Shares of Hanesbrands (NYSE:HBI) dropped 21.2% in value last month, according to data provided by S&P Global Market Intelligence. For the year, shares lost 40% in value, severely underperforming the S&P 500's decline of only 6.35%.
To be sure, there was no specific company-related news to explain the sharp decline in Hanesbrands' stock last month. But when things get dicey in the broader market, the weakest of companies tend to get hit the hardest. In the case of Hanesbrands, the negative reaction to a weak quarterly earnings report in early November carried over to December, which contributed to the stock's steep decline.
The third-quarter earnings report showed mixed results for the socks and underwear brand.
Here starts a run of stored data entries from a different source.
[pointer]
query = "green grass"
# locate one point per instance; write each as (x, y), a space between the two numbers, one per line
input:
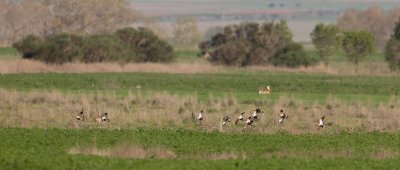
(244, 85)
(8, 53)
(47, 149)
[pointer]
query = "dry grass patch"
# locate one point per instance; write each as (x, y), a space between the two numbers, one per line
(31, 66)
(56, 109)
(125, 151)
(139, 152)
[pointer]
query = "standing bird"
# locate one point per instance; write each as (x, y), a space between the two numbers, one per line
(80, 116)
(256, 112)
(282, 116)
(201, 116)
(249, 121)
(103, 118)
(240, 118)
(225, 120)
(321, 122)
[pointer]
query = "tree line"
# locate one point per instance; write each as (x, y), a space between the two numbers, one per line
(124, 45)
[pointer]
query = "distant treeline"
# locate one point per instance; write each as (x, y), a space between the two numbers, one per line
(125, 45)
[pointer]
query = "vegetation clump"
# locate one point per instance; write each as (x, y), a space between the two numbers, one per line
(254, 44)
(125, 45)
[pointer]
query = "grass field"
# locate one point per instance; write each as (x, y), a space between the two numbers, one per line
(244, 85)
(153, 127)
(182, 149)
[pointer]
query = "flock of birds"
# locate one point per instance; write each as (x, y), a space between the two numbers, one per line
(248, 122)
(254, 117)
(102, 118)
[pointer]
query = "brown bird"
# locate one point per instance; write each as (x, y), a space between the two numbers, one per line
(225, 120)
(321, 122)
(282, 116)
(249, 121)
(103, 118)
(80, 116)
(256, 112)
(201, 116)
(240, 118)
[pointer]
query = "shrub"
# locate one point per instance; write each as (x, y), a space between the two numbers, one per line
(292, 55)
(126, 45)
(28, 46)
(59, 49)
(146, 46)
(357, 45)
(327, 40)
(232, 54)
(105, 47)
(247, 43)
(392, 52)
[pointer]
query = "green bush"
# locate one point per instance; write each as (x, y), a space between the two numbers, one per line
(254, 44)
(59, 49)
(292, 55)
(28, 46)
(145, 46)
(392, 51)
(126, 45)
(104, 48)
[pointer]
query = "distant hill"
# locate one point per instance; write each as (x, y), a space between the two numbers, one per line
(301, 14)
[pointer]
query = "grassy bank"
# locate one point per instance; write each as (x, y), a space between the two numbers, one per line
(244, 85)
(51, 149)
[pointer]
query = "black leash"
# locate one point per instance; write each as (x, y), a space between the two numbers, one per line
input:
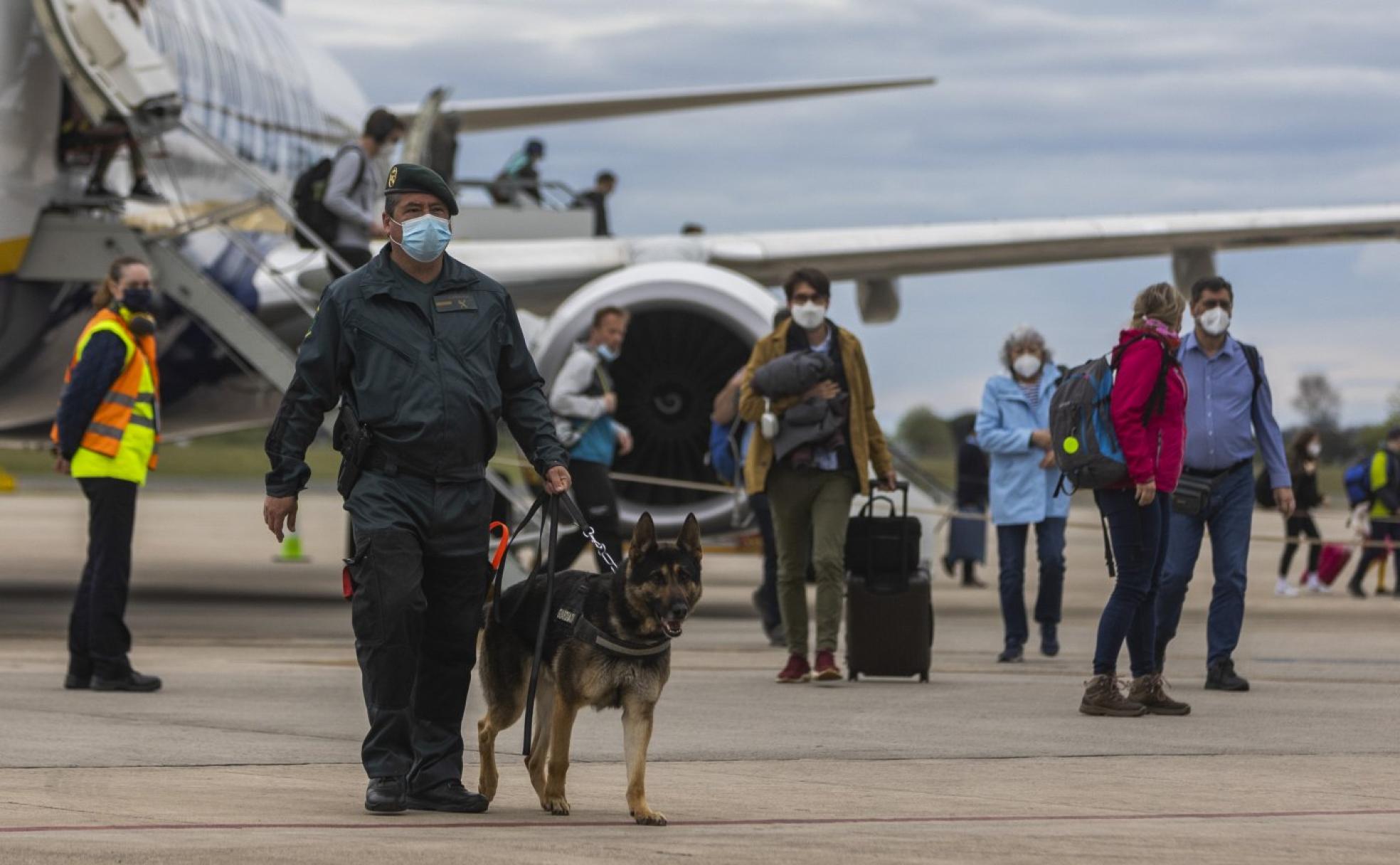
(548, 521)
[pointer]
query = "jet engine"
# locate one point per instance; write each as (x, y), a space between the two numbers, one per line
(692, 328)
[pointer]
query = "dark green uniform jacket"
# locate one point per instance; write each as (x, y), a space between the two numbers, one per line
(428, 367)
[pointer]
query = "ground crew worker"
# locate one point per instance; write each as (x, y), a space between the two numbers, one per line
(105, 437)
(426, 354)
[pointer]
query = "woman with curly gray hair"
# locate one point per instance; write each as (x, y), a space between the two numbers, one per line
(1014, 430)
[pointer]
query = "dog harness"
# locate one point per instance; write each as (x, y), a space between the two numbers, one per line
(588, 633)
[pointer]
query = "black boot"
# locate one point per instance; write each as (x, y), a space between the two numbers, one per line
(1221, 678)
(80, 675)
(384, 797)
(131, 681)
(448, 797)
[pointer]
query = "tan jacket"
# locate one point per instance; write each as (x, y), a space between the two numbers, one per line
(867, 440)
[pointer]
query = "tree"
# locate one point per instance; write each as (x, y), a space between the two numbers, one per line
(924, 432)
(1317, 402)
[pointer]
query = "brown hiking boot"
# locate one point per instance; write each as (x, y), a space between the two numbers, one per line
(1151, 691)
(1103, 697)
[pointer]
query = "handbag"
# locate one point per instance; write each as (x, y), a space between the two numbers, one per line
(1192, 494)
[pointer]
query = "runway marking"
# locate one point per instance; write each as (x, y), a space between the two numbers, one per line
(391, 823)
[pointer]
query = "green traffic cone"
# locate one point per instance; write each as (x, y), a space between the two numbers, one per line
(290, 552)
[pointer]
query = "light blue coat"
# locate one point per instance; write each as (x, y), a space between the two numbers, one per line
(1021, 490)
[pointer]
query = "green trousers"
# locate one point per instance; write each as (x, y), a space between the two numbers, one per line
(810, 514)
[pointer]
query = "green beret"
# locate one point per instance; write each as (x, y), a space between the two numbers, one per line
(408, 176)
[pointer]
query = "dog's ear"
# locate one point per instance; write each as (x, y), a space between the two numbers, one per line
(689, 539)
(643, 538)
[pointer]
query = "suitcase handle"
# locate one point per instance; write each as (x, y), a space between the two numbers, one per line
(870, 509)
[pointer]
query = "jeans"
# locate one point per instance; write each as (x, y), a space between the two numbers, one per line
(769, 588)
(98, 640)
(1301, 524)
(1379, 531)
(1138, 536)
(1228, 516)
(810, 510)
(1011, 551)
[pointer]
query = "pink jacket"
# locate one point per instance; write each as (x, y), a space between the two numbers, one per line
(1152, 451)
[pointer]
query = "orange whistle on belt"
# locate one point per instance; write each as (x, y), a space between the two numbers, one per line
(503, 545)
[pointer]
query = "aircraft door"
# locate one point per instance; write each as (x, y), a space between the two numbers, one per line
(112, 69)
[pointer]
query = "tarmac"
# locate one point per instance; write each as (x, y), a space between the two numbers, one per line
(251, 750)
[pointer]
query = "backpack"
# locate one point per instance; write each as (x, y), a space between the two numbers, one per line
(1357, 479)
(1087, 450)
(308, 199)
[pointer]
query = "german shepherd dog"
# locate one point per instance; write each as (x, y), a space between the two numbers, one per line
(645, 604)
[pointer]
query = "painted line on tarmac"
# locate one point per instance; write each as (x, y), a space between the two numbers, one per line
(396, 824)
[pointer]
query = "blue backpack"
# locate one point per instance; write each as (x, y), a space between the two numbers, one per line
(1087, 450)
(1357, 480)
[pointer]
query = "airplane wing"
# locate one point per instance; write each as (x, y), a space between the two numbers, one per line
(478, 115)
(768, 257)
(844, 254)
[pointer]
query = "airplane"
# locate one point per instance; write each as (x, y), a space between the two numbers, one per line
(230, 104)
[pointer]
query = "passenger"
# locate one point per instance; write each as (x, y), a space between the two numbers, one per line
(1385, 513)
(584, 402)
(428, 353)
(597, 199)
(353, 188)
(1148, 408)
(1231, 405)
(520, 176)
(967, 538)
(730, 442)
(105, 435)
(97, 188)
(1304, 469)
(810, 489)
(1014, 430)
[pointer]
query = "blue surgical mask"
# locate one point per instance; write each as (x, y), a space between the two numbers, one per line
(425, 237)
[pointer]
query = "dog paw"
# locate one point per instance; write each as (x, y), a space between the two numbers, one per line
(556, 805)
(649, 818)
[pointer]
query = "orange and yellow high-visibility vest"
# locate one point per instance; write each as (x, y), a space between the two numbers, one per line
(122, 437)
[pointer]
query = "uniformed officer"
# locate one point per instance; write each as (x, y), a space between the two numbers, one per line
(428, 354)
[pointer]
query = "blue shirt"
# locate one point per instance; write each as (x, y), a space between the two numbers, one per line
(1224, 413)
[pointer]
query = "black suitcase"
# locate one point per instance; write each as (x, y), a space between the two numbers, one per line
(889, 607)
(884, 545)
(889, 625)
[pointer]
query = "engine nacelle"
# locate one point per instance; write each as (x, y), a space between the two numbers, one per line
(692, 328)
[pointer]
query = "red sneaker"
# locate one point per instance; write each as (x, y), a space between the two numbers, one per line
(827, 669)
(795, 671)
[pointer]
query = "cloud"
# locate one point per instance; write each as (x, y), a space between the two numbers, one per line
(1042, 110)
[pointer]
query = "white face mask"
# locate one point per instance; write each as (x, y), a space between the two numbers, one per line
(1214, 321)
(1027, 366)
(810, 315)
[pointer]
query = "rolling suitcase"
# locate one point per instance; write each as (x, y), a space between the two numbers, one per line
(889, 613)
(884, 545)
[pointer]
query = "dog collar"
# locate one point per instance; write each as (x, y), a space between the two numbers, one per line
(588, 633)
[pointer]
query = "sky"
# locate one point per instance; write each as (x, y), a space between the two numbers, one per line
(1042, 110)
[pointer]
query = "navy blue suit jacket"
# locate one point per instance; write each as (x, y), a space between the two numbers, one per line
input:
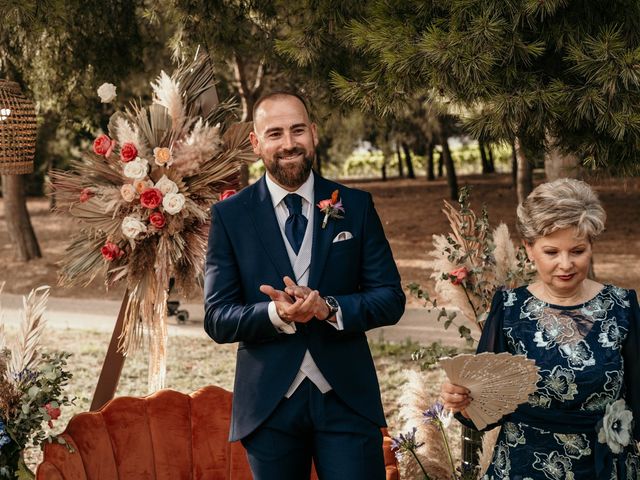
(246, 250)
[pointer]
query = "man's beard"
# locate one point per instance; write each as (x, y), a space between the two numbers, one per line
(294, 174)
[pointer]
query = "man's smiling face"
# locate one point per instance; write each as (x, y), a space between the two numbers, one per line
(285, 139)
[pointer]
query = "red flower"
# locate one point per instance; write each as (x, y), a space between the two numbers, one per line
(157, 220)
(128, 152)
(53, 412)
(86, 194)
(227, 194)
(150, 198)
(458, 275)
(103, 145)
(110, 251)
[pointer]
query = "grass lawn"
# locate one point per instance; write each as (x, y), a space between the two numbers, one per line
(194, 363)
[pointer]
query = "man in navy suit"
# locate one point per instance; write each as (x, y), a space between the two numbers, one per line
(298, 294)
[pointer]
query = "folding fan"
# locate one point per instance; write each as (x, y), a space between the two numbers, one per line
(498, 383)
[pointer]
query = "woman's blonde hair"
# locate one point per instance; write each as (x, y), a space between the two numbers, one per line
(560, 204)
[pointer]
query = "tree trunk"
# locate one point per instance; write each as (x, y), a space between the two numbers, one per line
(557, 164)
(319, 162)
(525, 173)
(407, 157)
(483, 157)
(430, 173)
(452, 180)
(248, 97)
(400, 164)
(514, 166)
(492, 165)
(17, 216)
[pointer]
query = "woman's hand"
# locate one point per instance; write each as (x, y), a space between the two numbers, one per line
(455, 397)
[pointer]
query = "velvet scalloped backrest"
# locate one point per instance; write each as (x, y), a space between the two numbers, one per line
(165, 436)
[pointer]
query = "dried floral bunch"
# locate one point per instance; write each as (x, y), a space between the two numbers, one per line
(31, 388)
(424, 452)
(143, 197)
(470, 264)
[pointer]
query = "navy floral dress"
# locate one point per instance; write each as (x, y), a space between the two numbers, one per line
(589, 356)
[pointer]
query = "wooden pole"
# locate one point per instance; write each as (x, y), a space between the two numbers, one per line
(112, 366)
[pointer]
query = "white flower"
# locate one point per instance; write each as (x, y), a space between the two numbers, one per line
(173, 203)
(128, 192)
(615, 428)
(132, 227)
(107, 92)
(136, 169)
(166, 186)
While the company's Champion brand continues to produce robust growth, the innerwear category (which is about a third of total sales) delivered a disappointing performance, with sales declining 7% year over year. Men's innerwear sales increased 5% year over year, but women's intimates declined 14%.
Hanesbrands has struggled to grow total sales in recent years as competition has pressured growth in the innerwear segment. Also, the company took a $14 million charge to its operating profit in the most recent quarter relating to the bankruptcy of Sears Holdings, which will leave a small void to fill in the near term. The vacancy of sales to Sears caused operating profit to decline 1% year over year.
Hanesbrands' guidance for the holiday quarter didn't spark optimism for the near term. Management expects net sales in the range of $6.735 billion to $6.775 billion, representing growth of 4.4% year over year at the midpoint of guidance. The outlook for adjusted earnings per share was lowered from a range of $1.72 to $1.80 given previously to an updated range of $1.69 to $1.73. At the midpoint of guidance, the company's year-over-year growth in adjusted earnings per share is expected to decline 11.4% in the fourth quarter.
While the company nurses a struggling innerwear business, Hanesbrands has a long-term growth opportunity in activewear. The only problem is that activewear (including Champion) makes up only a quarter of total sales. Because of that, Hanesbrands will likely continue to report weak top-line growth until activewear becomes a larger contributor to total sales.